Unchecked, an outbreak of avian flu in America might well strike 151 million people, according to a new study, potentially causing thousands or even millions of deaths. But the paper also bears some encouraging news: the nation can keep the flu's fall-out to a tiny fraction of that figure if we use the tools at hand effectively.
Three researchers at Los Alamos National Lab and one biostatistician from the University of Washington made the projections using a detailed simulation run on a Los Alamos supercomputer called Pink. The researchers programmed the model to account for the specific ways people can transmit disease rather than averaging out the nation into unrealistic uniformity. They broke up the country into 2,000-person communities and modeled the spread within those communities – in homes, schools, offices, and even malls – and then between them, largely through travel.
The simulation took into account a wealth of factors that would influence the spread of disease, such as limited quantities of antiviral drugs, travel data from the Department of Transportation, and the five percent of people figured not to take prescribed antivirals. The most important single factor is the basic reproductive number of the virus, or how many people each patient will infect.
Against the background of the virus, the people, and their communities, the researchers examined how potential responses would fare. For the most benign virus studied, public-health officials could easily mount a successful defense. (The researchers consider success to be reducing the number of people affected to 10% of the population, approximately the fraction that gets hit during a normal flu season.) A program of "dynamic vaccination" – administrating vaccines as scientists continue to refine them – would limit the infected population to .7%, while targeted use of antivirals would allow only .06% to become sick.

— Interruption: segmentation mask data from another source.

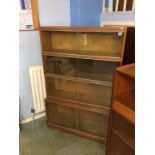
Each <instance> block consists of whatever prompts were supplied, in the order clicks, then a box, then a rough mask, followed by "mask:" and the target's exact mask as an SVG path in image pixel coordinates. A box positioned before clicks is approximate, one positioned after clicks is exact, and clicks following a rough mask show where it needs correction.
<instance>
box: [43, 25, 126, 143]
mask: <svg viewBox="0 0 155 155" xmlns="http://www.w3.org/2000/svg"><path fill="white" fill-rule="evenodd" d="M126 30H127V29H126V27H40V39H41V47H42V58H43V66H44V74H45V81H46V94H47V97H46V113H47V123H48V127H51V128H56V129H59V130H62V131H65V132H68V133H72V134H75V135H79V136H83V137H86V138H89V139H92V140H96V141H99V142H104V143H105V144H106V142H107V134H108V132H107V127H108V120H109V111H110V107H111V95H112V86H113V73H114V71H115V69H116V67H117V66H119V65H121V64H122V60H123V54H124V47H125V38H126Z"/></svg>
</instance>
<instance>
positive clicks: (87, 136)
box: [47, 123, 107, 144]
mask: <svg viewBox="0 0 155 155" xmlns="http://www.w3.org/2000/svg"><path fill="white" fill-rule="evenodd" d="M47 125H48V127H49V128H51V129H57V130H61V131H64V132H67V133H71V134H73V135H76V136H77V135H78V136H81V137H85V138H87V139H91V140H95V141H98V142H101V143H104V144H106V143H107V139H105V138H102V137H100V136H96V135H94V134H89V133H86V132H82V131H78V130H74V129H71V128H66V127H63V126H60V125H56V124H52V123H48V124H47Z"/></svg>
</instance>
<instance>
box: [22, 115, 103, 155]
mask: <svg viewBox="0 0 155 155" xmlns="http://www.w3.org/2000/svg"><path fill="white" fill-rule="evenodd" d="M19 138H20V139H19V141H20V155H105V151H106V148H105V145H104V144H101V143H98V142H95V141H90V140H87V139H84V138H81V137H77V136H74V135H70V134H67V133H64V132H61V131H57V130H51V129H48V128H47V126H46V120H45V117H44V118H41V119H38V120H35V121H34V122H31V123H28V124H25V125H23V126H22V130H21V131H20V136H19Z"/></svg>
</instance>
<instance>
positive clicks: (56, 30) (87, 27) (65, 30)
mask: <svg viewBox="0 0 155 155" xmlns="http://www.w3.org/2000/svg"><path fill="white" fill-rule="evenodd" d="M40 30H42V31H66V32H126V30H127V27H124V26H123V27H120V26H102V27H95V26H93V27H90V26H89V27H88V26H84V27H81V26H72V27H68V26H63V27H62V26H61V27H59V26H57V27H55V26H51V27H48V26H46V27H45V26H44V27H40Z"/></svg>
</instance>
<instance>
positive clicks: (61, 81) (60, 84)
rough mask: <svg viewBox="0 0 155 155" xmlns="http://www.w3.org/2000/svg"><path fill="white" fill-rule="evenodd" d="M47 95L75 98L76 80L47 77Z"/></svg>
mask: <svg viewBox="0 0 155 155" xmlns="http://www.w3.org/2000/svg"><path fill="white" fill-rule="evenodd" d="M47 95H48V96H54V97H59V98H64V99H71V100H77V82H75V81H73V80H66V79H62V78H54V77H51V78H47Z"/></svg>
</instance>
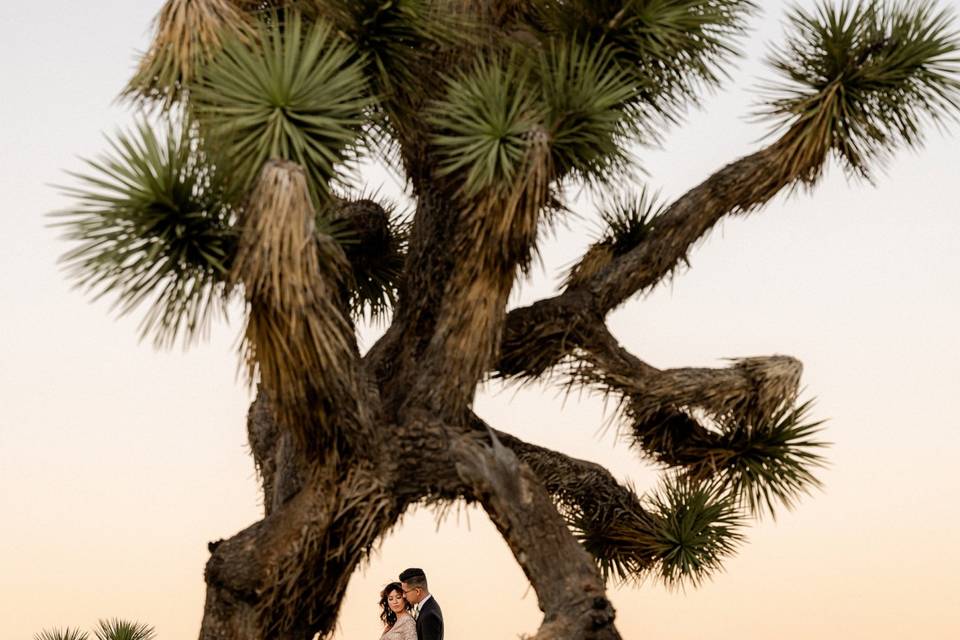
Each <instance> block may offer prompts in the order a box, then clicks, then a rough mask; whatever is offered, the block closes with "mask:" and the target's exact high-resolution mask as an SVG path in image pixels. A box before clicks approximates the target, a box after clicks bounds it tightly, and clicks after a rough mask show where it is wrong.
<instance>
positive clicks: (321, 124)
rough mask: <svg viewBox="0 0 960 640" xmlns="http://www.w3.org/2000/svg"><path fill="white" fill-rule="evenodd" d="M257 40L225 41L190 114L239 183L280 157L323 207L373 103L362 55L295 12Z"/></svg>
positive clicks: (348, 157)
mask: <svg viewBox="0 0 960 640" xmlns="http://www.w3.org/2000/svg"><path fill="white" fill-rule="evenodd" d="M257 34H258V36H257V39H256V43H255V44H254V43H251V42H250V41H249V40H248V39H244V38H240V37H233V38H230V39H228V40H227V41H226V42H225V43H224V45H223V48H222V50H221V51H220V53H219V54H218V55H217V56H216V57H214V58H213V60H212V61H211V63H210V64H209V65H207V66H205V67H204V69H203V71H202V73H201V74H200V76H199V78H198V79H197V82H196V83H195V86H194V87H193V94H192V96H191V100H190V103H189V104H190V109H191V112H192V113H193V114H195V116H196V118H197V122H198V124H199V126H200V129H201V132H202V135H203V137H204V139H205V140H206V141H207V145H208V147H209V148H211V149H213V150H214V151H215V153H216V155H217V158H218V160H219V161H220V162H221V164H223V165H224V166H227V167H229V171H230V172H231V173H232V174H234V177H235V180H237V182H238V184H240V185H241V186H243V187H244V188H249V187H251V186H252V184H253V181H254V180H255V178H256V176H257V175H258V174H259V172H260V168H261V167H262V166H263V163H264V162H266V161H267V160H269V159H271V158H281V159H284V160H290V161H293V162H297V163H299V164H300V165H301V166H302V167H303V168H304V169H305V170H306V171H307V173H308V174H309V176H310V180H309V182H308V183H307V184H308V187H309V189H310V191H311V193H312V195H313V197H314V201H315V202H317V203H321V202H323V203H326V202H327V201H328V200H329V197H330V194H331V189H332V187H333V182H334V180H335V179H336V177H337V175H338V171H339V170H340V168H339V167H338V165H340V164H342V163H344V162H347V161H349V160H350V159H351V158H352V156H353V153H354V151H355V148H356V144H357V141H358V137H359V134H360V129H361V126H362V125H363V123H364V121H365V117H364V112H365V111H366V110H367V109H368V108H369V107H370V106H371V104H372V100H371V96H370V92H369V88H368V83H367V79H366V77H365V76H364V74H363V60H362V57H359V56H358V54H357V52H356V50H355V49H354V48H353V47H352V46H351V45H350V44H349V43H347V42H344V41H343V40H342V39H341V38H339V37H338V36H337V34H336V33H335V31H334V29H333V27H332V26H331V25H330V24H329V23H327V22H324V21H319V22H315V23H313V24H305V23H304V21H303V20H302V18H301V16H300V14H299V13H293V14H290V16H289V18H288V19H287V20H285V21H282V22H281V21H280V19H279V17H278V16H277V15H276V14H274V16H273V19H272V20H271V21H270V22H269V23H268V24H263V23H261V24H260V26H259V29H258V31H257Z"/></svg>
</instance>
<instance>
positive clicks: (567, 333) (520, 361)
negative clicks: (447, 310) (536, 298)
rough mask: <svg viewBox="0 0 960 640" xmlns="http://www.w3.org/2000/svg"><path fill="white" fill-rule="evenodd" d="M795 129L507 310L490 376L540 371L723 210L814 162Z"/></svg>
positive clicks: (703, 182)
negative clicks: (566, 285)
mask: <svg viewBox="0 0 960 640" xmlns="http://www.w3.org/2000/svg"><path fill="white" fill-rule="evenodd" d="M797 135H798V133H797V132H796V131H794V130H792V129H791V130H790V131H788V132H787V133H786V134H784V136H783V137H782V138H781V139H780V140H778V141H777V142H775V143H773V144H771V145H770V146H768V147H766V148H764V149H762V150H760V151H757V152H755V153H753V154H751V155H748V156H746V157H743V158H741V159H739V160H736V161H734V162H732V163H730V164H728V165H727V166H725V167H723V168H722V169H720V170H719V171H717V172H716V173H715V174H713V175H712V176H710V177H709V178H707V179H706V180H705V181H704V182H702V183H701V184H699V185H698V186H696V187H694V188H693V189H691V190H690V191H688V192H687V193H686V194H684V195H683V196H681V197H680V198H678V199H677V200H676V201H675V202H674V203H673V204H671V205H670V206H669V207H667V208H666V209H665V210H664V211H663V213H661V214H660V215H657V216H656V217H654V218H653V219H652V220H651V221H650V223H649V230H648V232H647V233H645V234H643V237H642V238H641V239H640V240H639V241H638V242H637V244H635V245H632V246H631V245H628V246H621V247H619V249H618V253H617V254H610V255H609V256H608V258H607V259H606V260H605V261H601V262H594V263H593V264H590V265H589V268H585V269H581V270H580V272H581V274H583V275H582V277H578V278H577V279H576V280H575V281H573V282H571V283H570V285H569V286H568V287H567V288H566V289H565V290H564V291H563V292H562V293H561V294H559V295H557V296H554V297H552V298H549V299H545V300H541V301H539V302H537V303H534V304H533V305H530V306H527V307H521V308H518V309H514V310H513V311H511V312H510V313H509V314H508V315H507V320H506V325H505V329H504V337H503V341H502V345H501V351H500V354H499V360H498V363H497V365H496V367H495V371H496V373H497V375H499V376H500V377H504V378H525V379H533V378H536V377H539V376H541V375H543V374H544V373H545V372H546V371H547V370H549V369H550V368H551V367H553V366H556V365H557V364H559V363H560V362H562V361H563V359H564V358H565V357H566V356H569V355H570V354H571V353H572V352H573V351H574V350H575V349H576V348H578V347H580V346H583V338H584V335H586V334H589V333H591V332H592V331H593V328H594V327H595V326H596V325H598V324H599V323H600V322H602V319H603V318H604V317H605V316H606V315H607V314H608V313H609V312H610V311H612V310H613V309H614V308H616V307H617V306H619V305H620V304H622V303H623V302H625V301H626V300H627V299H628V298H630V296H632V295H634V294H636V293H638V292H641V291H645V290H649V289H650V288H651V287H653V286H654V285H656V284H657V283H658V282H660V281H661V280H662V279H663V278H665V277H667V276H668V275H669V274H671V273H672V272H674V271H675V270H676V268H677V266H678V265H679V264H680V263H681V262H685V261H686V259H687V255H688V253H689V251H690V249H691V248H692V247H693V245H694V244H696V243H697V242H698V241H699V240H700V239H701V238H703V237H704V236H705V235H706V234H707V232H709V231H710V229H712V228H713V227H714V226H715V225H716V224H717V223H718V222H719V221H720V220H722V219H723V218H724V217H725V216H727V215H731V214H740V213H746V212H748V211H751V210H753V209H755V208H757V207H759V206H761V205H763V204H764V203H766V202H768V201H769V200H770V199H771V198H773V197H774V196H775V195H776V194H777V193H779V192H780V191H782V190H783V189H785V188H790V187H792V186H793V185H795V184H797V182H798V181H803V180H805V179H806V178H807V177H808V176H809V175H810V171H811V169H810V166H811V165H813V164H816V163H821V164H822V162H823V160H824V158H825V155H824V156H822V157H816V158H807V157H804V158H802V159H797V154H798V151H797V149H796V148H795V146H796V145H795V138H796V137H797ZM574 271H577V269H576V268H575V269H574ZM591 325H593V326H591Z"/></svg>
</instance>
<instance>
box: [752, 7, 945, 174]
mask: <svg viewBox="0 0 960 640" xmlns="http://www.w3.org/2000/svg"><path fill="white" fill-rule="evenodd" d="M789 21H790V29H791V31H790V33H789V37H788V42H787V44H786V45H785V46H784V47H783V48H782V49H781V50H780V51H778V52H776V53H774V54H773V55H772V56H771V57H770V60H769V62H770V64H771V65H772V67H773V68H774V69H775V70H776V71H777V72H779V74H780V76H781V77H782V81H781V83H780V84H778V85H771V86H770V87H769V93H770V97H769V99H768V101H767V103H766V106H765V108H764V109H763V111H762V114H763V115H764V116H767V117H770V118H772V119H773V120H774V121H775V122H776V124H777V127H778V129H780V130H784V131H786V134H785V136H784V137H785V146H786V147H787V149H785V152H786V153H788V154H789V155H790V156H791V157H792V159H791V162H792V163H793V165H795V166H796V167H797V168H798V172H799V173H800V174H801V177H802V179H804V180H805V181H806V182H813V181H814V180H816V178H817V177H818V176H819V173H820V170H821V169H820V167H821V166H822V160H823V158H825V157H826V156H827V154H828V153H830V152H833V153H834V154H835V155H836V156H837V157H838V158H839V160H840V161H841V162H842V163H843V165H844V167H845V168H846V170H847V171H848V172H849V173H851V174H854V175H858V176H862V177H864V178H867V179H869V178H870V176H871V171H872V168H873V167H872V165H873V164H875V163H876V162H877V161H879V162H881V163H882V161H883V160H885V159H886V158H887V157H888V156H889V155H890V154H891V153H892V152H893V151H895V150H896V149H897V148H899V147H902V146H907V147H914V146H917V145H919V144H920V143H921V142H922V138H923V136H922V125H923V124H924V123H925V121H933V122H940V121H942V120H944V119H945V118H956V116H957V115H958V113H960V62H958V52H960V38H958V32H957V30H956V28H955V26H954V20H953V16H952V15H951V14H950V13H949V12H948V11H947V10H938V9H937V8H936V7H935V5H934V3H933V2H930V1H928V0H901V1H890V2H879V1H872V0H860V1H855V0H845V1H844V2H842V3H840V4H839V5H836V6H835V5H832V4H825V3H823V4H820V5H819V6H818V7H817V8H816V9H814V10H811V11H808V10H803V9H794V10H793V11H792V12H791V13H790V15H789Z"/></svg>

With even slightly more virulent strains, a successful response become much more complicated. Even so, the researchers say it's do-able. For the most virulent flu modeled, the model suggests that a program of judicious antiviral use, closing schools, and encouraging people to stay home or close to home will limit the disease to 2.8 percent of the population.
Some of the study's other important findings:
- It is about as effective to close schools as it is to dynamically vaccinate children, so we can most likely avoid closing schools, which exacts a big cost on society.
- Travel restrictions will not by themselves really change the number of people affected but could slow the spread of the disease and give scientists more time to make vaccines and antivirals.
- A vaccine designed for a different strain of flu can help dramatically even though it won't work perfectly.
- In current-day America, it's all but impossible to stop a pandemic from covering the country.